Well, Wednesday night was awesome. There was hurt, there was pain, and there were challenges - challenges that were tough and had no good short-term solutions. The wonderful thing that happened was that the six of us opened up and shared what was on our hearts, without fear of hostility, anger, laughter or judgment. We were able to express ourselves openly and allow the expression itself to be part of the healing process. There are some very difficult things facing these women – things that I cannot imagine or really identify with – but the one thing we all had in common last Wednesday night was the fact that we were all broken and hurting.
The other thing that happened, one that I really had to address in myself, was that no one expressed any sort of correction, rebuke or answer. This is a tough one for me because I am a problem solver, and to listen to someone express a real problem in her life and allow myself to just sit and listen was tough. But I did it. And I knew that it was the exact right thing to do.

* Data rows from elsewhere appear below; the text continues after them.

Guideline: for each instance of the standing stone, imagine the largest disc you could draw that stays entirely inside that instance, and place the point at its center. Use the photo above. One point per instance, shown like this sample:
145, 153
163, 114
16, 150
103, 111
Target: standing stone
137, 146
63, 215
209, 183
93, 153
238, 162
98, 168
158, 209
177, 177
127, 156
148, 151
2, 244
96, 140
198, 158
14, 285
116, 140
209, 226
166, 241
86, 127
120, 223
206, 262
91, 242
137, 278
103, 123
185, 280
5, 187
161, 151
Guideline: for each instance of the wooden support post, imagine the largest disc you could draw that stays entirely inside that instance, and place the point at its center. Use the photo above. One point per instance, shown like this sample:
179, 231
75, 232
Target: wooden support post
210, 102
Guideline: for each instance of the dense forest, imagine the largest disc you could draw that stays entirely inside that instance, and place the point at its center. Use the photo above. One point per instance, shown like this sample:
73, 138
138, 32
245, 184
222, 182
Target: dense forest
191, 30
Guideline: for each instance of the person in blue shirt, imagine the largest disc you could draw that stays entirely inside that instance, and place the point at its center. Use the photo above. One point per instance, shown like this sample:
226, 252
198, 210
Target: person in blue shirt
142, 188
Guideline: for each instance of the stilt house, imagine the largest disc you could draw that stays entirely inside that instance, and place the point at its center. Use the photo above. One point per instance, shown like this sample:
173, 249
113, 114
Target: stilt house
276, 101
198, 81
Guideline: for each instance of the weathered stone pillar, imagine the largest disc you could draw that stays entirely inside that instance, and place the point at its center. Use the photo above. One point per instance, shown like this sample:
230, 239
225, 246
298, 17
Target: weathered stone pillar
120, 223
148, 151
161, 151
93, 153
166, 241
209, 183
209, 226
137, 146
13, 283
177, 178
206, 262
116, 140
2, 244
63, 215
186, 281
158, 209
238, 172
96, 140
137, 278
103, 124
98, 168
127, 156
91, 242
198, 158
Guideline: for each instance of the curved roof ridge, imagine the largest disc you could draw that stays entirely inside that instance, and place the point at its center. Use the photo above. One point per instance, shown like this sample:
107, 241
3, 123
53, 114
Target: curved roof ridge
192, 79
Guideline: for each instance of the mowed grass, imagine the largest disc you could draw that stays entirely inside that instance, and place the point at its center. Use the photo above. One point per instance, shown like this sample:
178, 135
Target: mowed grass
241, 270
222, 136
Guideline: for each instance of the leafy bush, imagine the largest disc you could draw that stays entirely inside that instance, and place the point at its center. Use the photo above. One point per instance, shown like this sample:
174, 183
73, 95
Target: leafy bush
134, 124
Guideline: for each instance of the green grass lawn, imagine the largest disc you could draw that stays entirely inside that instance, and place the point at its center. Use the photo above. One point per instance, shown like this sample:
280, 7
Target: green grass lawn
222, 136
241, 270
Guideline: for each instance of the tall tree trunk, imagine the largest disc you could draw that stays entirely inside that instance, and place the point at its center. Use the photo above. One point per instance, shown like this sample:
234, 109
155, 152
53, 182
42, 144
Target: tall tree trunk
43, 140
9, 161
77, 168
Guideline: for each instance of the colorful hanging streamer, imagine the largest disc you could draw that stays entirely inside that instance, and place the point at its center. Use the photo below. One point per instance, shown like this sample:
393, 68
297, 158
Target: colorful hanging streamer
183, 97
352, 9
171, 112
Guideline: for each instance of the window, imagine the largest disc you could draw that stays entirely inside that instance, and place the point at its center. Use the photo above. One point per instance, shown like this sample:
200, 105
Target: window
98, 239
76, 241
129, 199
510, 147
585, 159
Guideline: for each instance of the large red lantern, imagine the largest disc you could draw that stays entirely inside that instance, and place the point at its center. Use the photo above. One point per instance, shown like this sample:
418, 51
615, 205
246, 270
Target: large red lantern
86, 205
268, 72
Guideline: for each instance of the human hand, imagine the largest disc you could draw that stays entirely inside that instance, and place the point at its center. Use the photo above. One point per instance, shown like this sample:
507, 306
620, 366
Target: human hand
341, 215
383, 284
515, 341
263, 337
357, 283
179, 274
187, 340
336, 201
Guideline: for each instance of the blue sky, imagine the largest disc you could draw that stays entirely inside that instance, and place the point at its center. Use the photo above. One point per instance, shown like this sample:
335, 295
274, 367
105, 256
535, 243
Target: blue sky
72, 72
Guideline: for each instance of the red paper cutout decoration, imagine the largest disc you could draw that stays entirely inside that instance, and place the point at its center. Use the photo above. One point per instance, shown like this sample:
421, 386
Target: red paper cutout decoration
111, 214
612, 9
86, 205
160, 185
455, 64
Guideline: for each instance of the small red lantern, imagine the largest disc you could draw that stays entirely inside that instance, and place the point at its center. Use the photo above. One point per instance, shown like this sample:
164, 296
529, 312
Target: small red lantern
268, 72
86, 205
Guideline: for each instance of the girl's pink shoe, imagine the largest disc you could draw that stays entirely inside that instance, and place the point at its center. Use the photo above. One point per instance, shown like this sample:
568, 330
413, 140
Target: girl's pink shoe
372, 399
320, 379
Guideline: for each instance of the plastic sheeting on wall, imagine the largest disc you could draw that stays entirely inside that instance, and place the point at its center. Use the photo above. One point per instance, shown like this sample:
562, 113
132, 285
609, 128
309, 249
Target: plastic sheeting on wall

Since this was an experiment for me, something that I am addressing in my leadership skills, I have to ask myself if I would do anything different. There are two things that I would have done differently. First, I would like to have stressed a little bit more the fact that we have a savior who knows and understands human suffering. Sometimes this isn’t the most comforting thing we can know, but sometimes it is. I honestly don’t believe that there is any new emotion, new situation or new suffering that He hasn’t already experienced. Granted He can’t know the pain of losing a spouse and the struggle of providing for a family afterward, but don’t you think that He knows the human heart well enough to know how to comfort those who are in that situation? I do. He has had over 2,000 years and countless millions upon millions of people who have each faced great suffering in their lives. He knows.
The second thing that I would like to change is my response to incorrect thinking. There were some thoughts expressed last week that I feel were incorrect, even biblically incorrect, and while I stated that I thought the person’s statement was false, I didn’t really offer any evidence or argument to support my assertion. I’m going to do some research and help try to correct those bad statements.